Imagine leaving your home country — where you were valedictorian of your law school — for a new international, immersive and challenging experience. What if this experience included a master’s degree from a top law institution and allowed for entry into a global competition? Better yet, what if your presence brought forth the first win for the United States in over 20 years, and at first, you were denied personal entry? Augusto Garcia Sanjur credits two things to his success here at Penn State Law — resilience and humility.
Garcia came to the United States on a whim after Penn State Law School went on an international recruiting trip to the University of Panama — his home university. Finances were not in favor to allow Garcia to attend, but a loving and sacrificial mother could not see a better fit. Garcia’s mother has made academic sacrifices all of his life, working three jobs to ensure he was private school educated and English proficient. He was enrolled to pursue a one-year, master’s degree in international arbitration in August 2018.
However, to Garcia’s surprise, his previous English education did not fully prepare him for the language barrier he was about to face. “I thought I was Shakespeare before coming to this country,” tells Garcia in regards to his initial self-evaluation.

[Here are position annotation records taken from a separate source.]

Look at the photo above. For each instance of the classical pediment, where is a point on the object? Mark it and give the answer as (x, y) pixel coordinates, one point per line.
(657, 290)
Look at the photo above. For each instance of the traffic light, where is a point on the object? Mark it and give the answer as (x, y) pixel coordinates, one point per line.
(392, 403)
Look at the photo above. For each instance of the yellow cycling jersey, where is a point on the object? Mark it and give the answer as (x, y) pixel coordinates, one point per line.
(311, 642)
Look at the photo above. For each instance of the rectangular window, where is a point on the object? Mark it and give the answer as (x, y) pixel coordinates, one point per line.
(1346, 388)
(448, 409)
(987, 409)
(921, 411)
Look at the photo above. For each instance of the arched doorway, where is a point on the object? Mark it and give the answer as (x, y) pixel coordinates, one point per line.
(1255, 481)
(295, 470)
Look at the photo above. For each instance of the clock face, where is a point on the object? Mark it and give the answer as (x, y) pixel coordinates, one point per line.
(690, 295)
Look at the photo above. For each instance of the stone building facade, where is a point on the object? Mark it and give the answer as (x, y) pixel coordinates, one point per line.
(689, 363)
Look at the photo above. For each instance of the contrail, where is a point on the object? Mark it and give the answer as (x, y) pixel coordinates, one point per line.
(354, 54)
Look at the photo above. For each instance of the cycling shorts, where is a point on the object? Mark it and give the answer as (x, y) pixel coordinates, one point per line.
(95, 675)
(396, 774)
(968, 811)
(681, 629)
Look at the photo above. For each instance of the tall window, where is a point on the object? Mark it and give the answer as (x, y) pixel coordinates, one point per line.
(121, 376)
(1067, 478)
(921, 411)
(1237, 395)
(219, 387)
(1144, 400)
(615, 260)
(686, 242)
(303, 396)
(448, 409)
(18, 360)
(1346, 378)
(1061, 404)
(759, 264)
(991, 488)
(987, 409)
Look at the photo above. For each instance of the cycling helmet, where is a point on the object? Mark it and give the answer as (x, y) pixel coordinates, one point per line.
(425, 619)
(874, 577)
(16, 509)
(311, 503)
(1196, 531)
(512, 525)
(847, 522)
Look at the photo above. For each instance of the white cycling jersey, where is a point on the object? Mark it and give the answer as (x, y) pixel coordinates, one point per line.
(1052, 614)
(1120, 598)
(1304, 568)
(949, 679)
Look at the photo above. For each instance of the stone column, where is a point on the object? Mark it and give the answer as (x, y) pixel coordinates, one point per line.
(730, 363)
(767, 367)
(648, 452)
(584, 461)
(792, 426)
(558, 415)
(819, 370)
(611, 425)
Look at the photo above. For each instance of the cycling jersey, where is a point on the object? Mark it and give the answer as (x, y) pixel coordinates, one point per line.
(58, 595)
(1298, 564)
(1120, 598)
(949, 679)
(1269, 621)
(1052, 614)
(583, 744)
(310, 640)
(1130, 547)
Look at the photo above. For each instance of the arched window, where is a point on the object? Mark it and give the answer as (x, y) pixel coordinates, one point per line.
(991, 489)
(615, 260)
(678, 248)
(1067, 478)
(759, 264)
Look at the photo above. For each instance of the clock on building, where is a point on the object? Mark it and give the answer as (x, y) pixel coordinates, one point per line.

Once arriving in State College, the global Vismoot competition peaked Garcia’s attention, motivating him to apply. The international competition is entirely in English. Penn State has a unique philosophy when it comes to their arbitration team — the coaches themselves are law school students. Garcia was initially rejected by the coaches due to “problems with his English compared to the other participants.” He was then told he would receive a spot on the team, only if someone dropped. Two short days later, one member dropped out. This is where Garcia’s story begins.
The group was composed of both JD law students and those pursuing a master’s in law — seven members and two coaches. Members included Alice Gyamfi, Sanya Kishwar, Yousra Jouglaf, Muhamed Tulic, Adam Wage, Ashley Clasen and Augusto Garcia. The two coaches were Catalina Bîzîc and William Sandman.
Garcia describes the team bond as a “natural family.” The group would spend countless hours together for the next eight months, in preparation for the global stage in Vienna. Penn State’s hopes were just to make it to the round of 64, allowing them to qualify for the following year.
Each round resulted in the halving in the number of teams. To Penn State’s surprise, they continued to hear their name get called. As a ritual before each round, the team would gather in powerful prayer.
Finally, the final matchup would be Penn State University and the University of Ottawa. A funny coincidence, the University of Ottawa had visited Penn State earlier that year to help them work on their arbitration skills. Coming full circle, Penn State clinched a victory with Garcia as one of their main oralist. They claimed the global title and became the first United States school to win the Vismoot competition in 20 years.
“For me this was a lesson of humbleness. Sometimes you have to keep your head down and just keep working. The opportunities will appear, even if in the beginning you don’t see anything,” advises Garcia.
To him and his teammates surprise, all other international teams uniformly chanted a “WE ARE” when his team went up to receive their first place recognition. Chills, love and pride filled the room, but nothing filled Garcia’s heart more than the life long friendships he created on this journey.
Garcia’s story is one of sheer resilience and humility. Never once did Garcia think to give up. He noted that a true test of resilience is pushing forward when things get tough.
I’ve realized that a lot of times we work in the beginning and when things get tougher we stop,” he says. “But that is when you have to push forward.
As a direct byproduct of his hard work and dedication, Garcia’s future looks incredibly bright. He looks forward to an international arbitration internship in London this coming September, working for Wilmer Hale. He is also scheduled to take the bar exam in February. He thanks Penn State, his family, friends and God for his success.
If you don’t work, you will never have a seat at the table.